1. Cronograma da Aula:

    I. Desafio Inicial: "A Origem do Produto"
  • O professor desenha dois símbolos no quadro: uma Árvore de Araucária e um Trator em uma plantação. Apresenta um pinhão e um pacote de espigas de milho.
  • Desafio para a turma: "Qual desses alimentos representa o extrativismo (apanhar o que a natureza dá pronto) e qual representa a agricultura (modificar a terra, plantar e cuidar)? O que acontece com a floresta e com o solo se nós não fizermos esses trabalhos com responsabilidade?"
  • Pergunta: "Como o consumo de pinhão na nossa Festa Junina pode ajudar a proteger a Floresta de Araucárias no Paraná em vez de destruí-la?"
  • Conceito: Compreender a diferença entre extrativismo vegetal e agricultura, inserindo a ética do desenvolvimento sustentável.
II. Desenvolvimento:
    
    Conversa Geográfica:
    O professor explica:

  • Os Três Setores da Economia na Festa: Explicar visualmente como a Festa Junina envolve o setor Primário (extrativismo do pinhão e colheita do milho), Secundário (indústria que processa os alimentos ou faz os tecidos xadrez) e Terciário (venda nos mercados de Santa Tereza do Oeste e a organização da festa);
  • O Caso da Gralha-Azul e da Araucária: Apresentar a relação ecológica e econômica.
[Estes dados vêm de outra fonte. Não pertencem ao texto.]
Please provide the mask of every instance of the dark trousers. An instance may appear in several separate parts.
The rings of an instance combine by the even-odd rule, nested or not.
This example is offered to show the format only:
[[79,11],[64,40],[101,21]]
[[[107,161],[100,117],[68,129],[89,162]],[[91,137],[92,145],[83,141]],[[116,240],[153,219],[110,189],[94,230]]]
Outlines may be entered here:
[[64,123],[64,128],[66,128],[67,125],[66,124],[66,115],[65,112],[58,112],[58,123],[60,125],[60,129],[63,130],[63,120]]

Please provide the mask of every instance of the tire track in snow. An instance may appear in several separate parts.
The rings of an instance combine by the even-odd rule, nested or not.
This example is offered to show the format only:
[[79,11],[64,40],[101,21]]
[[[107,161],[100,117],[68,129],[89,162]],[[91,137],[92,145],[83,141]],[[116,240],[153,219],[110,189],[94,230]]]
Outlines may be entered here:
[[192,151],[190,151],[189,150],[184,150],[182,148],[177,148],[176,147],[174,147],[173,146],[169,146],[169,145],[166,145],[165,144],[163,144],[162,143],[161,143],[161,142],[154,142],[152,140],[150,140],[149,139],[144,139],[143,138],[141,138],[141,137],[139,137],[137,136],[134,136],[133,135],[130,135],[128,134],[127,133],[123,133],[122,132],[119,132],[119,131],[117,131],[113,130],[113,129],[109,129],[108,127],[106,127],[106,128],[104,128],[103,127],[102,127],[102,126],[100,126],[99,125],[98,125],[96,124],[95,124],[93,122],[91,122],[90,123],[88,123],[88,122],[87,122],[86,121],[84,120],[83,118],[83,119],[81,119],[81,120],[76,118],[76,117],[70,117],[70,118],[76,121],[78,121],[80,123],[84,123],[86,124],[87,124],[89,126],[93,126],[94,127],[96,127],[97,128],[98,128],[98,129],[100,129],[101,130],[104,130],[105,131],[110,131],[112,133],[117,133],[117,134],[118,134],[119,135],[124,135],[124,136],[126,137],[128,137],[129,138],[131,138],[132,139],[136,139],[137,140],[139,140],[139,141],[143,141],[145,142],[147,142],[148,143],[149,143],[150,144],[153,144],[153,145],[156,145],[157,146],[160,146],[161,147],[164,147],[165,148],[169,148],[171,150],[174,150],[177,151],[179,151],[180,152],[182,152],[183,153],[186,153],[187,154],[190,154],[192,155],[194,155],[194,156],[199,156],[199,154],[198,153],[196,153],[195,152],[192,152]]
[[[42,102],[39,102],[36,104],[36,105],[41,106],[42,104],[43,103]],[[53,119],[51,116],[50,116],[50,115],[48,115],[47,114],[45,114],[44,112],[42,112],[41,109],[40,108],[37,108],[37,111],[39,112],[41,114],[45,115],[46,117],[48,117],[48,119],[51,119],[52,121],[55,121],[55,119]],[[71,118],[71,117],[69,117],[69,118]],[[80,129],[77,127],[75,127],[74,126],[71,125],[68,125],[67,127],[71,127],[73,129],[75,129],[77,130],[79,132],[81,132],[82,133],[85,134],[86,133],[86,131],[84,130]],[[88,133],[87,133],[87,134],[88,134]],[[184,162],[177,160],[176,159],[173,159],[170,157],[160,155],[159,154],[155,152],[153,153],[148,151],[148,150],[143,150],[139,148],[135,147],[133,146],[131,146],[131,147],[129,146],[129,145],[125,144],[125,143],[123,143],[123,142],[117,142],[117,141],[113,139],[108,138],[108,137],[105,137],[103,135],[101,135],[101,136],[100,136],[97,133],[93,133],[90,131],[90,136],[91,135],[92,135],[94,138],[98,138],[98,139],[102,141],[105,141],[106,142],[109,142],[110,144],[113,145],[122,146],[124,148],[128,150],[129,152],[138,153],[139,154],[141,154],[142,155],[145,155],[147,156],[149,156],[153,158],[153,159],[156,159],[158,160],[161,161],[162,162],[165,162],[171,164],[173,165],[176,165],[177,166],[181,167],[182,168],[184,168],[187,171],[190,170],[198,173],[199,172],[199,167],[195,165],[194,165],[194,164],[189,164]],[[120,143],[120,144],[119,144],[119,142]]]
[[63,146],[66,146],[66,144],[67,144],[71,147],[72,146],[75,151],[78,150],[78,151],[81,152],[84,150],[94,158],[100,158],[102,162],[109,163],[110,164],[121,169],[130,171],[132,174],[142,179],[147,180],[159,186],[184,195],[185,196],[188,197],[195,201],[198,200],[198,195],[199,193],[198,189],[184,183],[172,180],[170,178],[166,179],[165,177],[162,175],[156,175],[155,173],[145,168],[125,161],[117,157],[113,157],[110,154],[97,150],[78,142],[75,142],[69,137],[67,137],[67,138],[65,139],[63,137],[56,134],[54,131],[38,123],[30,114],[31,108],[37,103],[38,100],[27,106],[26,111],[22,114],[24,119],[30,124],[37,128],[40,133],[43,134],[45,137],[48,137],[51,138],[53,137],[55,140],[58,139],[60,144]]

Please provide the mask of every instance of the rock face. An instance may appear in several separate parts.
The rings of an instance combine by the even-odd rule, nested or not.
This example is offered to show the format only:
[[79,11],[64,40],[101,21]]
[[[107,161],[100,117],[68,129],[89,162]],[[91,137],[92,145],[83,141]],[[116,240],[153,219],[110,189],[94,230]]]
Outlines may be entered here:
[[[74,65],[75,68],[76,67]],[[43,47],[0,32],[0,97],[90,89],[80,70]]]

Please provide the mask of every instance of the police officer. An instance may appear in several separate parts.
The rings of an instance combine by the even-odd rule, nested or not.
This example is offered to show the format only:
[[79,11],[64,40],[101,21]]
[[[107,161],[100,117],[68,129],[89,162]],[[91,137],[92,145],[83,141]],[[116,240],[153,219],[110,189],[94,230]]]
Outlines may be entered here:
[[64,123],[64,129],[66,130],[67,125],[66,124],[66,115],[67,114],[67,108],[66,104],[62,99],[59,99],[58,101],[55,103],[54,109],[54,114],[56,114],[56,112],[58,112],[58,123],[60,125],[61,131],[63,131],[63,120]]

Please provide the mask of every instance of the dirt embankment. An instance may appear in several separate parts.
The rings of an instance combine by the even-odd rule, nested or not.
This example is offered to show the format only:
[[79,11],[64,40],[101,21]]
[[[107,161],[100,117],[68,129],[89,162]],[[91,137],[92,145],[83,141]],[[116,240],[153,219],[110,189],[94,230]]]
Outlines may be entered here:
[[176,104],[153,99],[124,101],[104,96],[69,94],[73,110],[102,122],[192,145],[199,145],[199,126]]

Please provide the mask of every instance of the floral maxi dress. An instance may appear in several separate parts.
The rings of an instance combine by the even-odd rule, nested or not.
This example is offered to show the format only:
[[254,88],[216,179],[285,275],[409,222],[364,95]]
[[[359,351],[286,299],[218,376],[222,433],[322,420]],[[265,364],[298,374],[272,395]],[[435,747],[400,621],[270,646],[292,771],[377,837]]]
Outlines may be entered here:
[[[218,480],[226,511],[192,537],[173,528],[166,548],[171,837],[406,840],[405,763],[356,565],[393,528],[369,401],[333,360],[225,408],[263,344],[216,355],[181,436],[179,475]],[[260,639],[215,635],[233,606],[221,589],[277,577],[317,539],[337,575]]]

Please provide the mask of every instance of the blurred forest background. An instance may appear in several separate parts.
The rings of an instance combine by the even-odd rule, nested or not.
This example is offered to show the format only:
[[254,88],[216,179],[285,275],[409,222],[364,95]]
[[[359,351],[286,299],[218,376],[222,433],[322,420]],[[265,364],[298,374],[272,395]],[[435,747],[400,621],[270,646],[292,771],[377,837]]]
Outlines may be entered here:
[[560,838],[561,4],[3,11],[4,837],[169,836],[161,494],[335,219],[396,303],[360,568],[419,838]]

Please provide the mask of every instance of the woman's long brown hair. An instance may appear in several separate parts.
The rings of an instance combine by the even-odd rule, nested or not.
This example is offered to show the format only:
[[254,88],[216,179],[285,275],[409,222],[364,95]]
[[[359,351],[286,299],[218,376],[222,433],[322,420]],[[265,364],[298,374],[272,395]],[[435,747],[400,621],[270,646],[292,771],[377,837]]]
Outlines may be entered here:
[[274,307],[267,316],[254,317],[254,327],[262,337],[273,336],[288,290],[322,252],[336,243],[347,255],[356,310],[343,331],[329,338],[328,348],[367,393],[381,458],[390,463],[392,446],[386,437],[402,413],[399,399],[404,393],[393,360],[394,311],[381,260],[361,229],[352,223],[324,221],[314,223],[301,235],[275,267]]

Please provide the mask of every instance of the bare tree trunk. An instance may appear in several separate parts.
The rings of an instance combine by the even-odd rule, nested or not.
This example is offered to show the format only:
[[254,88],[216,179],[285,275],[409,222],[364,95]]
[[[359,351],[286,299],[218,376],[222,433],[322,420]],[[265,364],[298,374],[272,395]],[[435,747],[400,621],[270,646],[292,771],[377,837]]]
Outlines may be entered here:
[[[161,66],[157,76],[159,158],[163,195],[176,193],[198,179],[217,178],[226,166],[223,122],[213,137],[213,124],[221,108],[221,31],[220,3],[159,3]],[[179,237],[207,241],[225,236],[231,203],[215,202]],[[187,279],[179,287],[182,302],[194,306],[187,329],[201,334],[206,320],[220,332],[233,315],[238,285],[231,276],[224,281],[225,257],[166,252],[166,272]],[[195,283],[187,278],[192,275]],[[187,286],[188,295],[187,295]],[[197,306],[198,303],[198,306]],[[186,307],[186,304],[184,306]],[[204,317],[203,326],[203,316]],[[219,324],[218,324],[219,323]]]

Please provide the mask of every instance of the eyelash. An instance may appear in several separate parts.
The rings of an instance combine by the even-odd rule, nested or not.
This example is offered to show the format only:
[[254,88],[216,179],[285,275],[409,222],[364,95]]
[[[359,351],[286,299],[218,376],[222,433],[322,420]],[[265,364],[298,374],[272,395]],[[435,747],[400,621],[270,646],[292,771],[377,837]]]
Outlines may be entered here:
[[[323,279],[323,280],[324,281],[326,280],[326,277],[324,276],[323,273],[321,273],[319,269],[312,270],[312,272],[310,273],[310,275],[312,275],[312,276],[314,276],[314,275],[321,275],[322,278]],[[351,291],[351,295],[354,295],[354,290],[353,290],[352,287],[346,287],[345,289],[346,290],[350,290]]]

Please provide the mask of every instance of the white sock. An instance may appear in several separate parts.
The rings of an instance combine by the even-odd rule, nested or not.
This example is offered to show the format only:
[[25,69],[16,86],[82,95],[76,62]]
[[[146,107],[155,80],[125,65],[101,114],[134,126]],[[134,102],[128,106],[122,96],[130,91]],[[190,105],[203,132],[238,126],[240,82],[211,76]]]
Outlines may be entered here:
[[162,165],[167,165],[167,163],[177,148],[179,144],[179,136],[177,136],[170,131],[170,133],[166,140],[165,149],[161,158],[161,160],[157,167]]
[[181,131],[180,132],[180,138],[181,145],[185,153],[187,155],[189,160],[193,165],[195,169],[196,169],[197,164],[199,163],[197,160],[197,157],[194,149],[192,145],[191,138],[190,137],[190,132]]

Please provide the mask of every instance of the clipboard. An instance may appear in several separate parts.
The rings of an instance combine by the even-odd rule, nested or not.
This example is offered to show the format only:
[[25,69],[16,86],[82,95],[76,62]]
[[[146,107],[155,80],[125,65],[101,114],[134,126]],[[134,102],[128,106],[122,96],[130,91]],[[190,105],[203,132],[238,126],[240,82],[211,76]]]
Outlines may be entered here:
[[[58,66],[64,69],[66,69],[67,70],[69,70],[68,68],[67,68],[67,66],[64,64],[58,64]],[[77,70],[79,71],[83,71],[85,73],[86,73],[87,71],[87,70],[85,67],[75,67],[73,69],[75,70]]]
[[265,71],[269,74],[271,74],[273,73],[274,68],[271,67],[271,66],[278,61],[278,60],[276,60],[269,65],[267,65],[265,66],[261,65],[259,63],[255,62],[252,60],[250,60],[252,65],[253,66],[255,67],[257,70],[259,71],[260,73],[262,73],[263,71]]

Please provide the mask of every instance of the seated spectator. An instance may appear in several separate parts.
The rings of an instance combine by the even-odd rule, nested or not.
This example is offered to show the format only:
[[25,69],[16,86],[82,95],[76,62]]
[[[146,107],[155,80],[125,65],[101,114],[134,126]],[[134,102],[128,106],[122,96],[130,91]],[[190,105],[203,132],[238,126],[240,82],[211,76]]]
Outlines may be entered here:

O coletor paranaense depende da floresta viva. Explicar como a lei do Paraná protege o período de colheita do pinhão para garantir que a natureza se recupere;
  • Consumo Consciente: Discutir a pegada ecológica dos alimentos (comprar do produtor local gera menos poluição de transporte do que comprar produtos que vêm de fora).
  • Atividade impressa:

ATIVIDADE DE FIXAÇÃO



III. Fechamento e Atividade Prática

    · Síntese: "A Geografia do 4º ano nos ensina que comer também é um ato geográfico e econômico. Escolher alimentos saudáveis, sazonais e produzidos de forma sustentável no nosso Paraná ajuda a proteger a nossa rica natureza e valoriza o suor do trabalhador do campo."